R¶
R is an interpreted computer language for statistical computing and graphics including: linear and generalised linear models, non-linear regression models, time series analysis, classical parametric and non-parametric tests.
For efficiency, procedures written in the C, C++, or Fortran languages may be interfaced within R in addition to the user-visible R functions.
R is available as a module on Apocrita.
Usage¶
To run the default installed version of R, simply load the R
module:
$ module load R
$ R --help
Usage: R [options] [< infile] [> outfile]
or: R CMD command [arguments]
$ Rscript --help
Usage: /path/to/Rscript [--options] [-e expr [-e expr2 ...] | file] [args]

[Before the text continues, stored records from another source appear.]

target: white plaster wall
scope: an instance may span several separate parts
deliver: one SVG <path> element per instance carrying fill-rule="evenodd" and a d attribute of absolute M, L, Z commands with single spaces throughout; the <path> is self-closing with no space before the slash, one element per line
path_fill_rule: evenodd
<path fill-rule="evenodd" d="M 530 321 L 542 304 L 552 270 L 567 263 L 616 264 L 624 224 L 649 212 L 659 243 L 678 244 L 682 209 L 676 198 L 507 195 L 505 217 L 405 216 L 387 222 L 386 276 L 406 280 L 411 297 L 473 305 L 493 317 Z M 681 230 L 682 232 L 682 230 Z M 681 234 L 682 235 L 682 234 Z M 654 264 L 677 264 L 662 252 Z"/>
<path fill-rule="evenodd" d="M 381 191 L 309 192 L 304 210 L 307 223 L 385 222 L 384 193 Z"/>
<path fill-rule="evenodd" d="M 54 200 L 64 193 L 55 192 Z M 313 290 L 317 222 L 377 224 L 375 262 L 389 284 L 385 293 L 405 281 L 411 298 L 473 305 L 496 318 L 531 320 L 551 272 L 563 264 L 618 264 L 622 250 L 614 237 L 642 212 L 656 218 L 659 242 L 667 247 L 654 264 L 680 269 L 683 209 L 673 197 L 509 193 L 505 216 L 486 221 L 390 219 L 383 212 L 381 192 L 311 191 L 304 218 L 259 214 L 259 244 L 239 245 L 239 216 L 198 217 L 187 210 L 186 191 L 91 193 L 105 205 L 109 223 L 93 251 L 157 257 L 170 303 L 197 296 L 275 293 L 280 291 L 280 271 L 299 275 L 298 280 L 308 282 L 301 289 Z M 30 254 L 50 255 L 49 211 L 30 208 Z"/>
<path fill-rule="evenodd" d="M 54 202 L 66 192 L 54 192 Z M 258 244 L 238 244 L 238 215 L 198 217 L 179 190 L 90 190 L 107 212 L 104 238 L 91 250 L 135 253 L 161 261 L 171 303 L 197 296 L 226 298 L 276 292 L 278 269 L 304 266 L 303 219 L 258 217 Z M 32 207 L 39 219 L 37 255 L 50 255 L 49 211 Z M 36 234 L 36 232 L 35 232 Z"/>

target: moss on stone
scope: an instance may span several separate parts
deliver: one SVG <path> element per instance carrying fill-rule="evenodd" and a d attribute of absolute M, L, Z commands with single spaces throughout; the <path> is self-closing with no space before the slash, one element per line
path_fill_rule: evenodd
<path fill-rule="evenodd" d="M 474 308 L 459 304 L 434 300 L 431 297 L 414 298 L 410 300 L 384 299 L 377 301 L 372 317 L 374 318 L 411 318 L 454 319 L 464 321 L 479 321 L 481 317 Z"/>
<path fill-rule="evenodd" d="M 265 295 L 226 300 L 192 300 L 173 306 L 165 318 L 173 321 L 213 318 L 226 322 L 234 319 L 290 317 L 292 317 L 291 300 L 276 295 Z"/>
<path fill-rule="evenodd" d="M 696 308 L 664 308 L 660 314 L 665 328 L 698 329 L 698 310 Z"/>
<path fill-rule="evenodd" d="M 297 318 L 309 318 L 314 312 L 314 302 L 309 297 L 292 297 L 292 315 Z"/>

For further usage documentation, see the full output of R --help
or the
manual pages: man R
and man Rscript
.
R can be executed through the 'R CMD' interactive interface using R
or via
the Rscript
non-interactive interface. The Rscript
binary provides an
alternative front end to the legacy R CMD BATCH
method to run R commands
in a non-interactive shell.
Example jobs¶
Do not use detectCores()
for makeCluster()
detectCores()
is not cluster aware and will incorrectly return all cores
on a machine even if they are not actually available.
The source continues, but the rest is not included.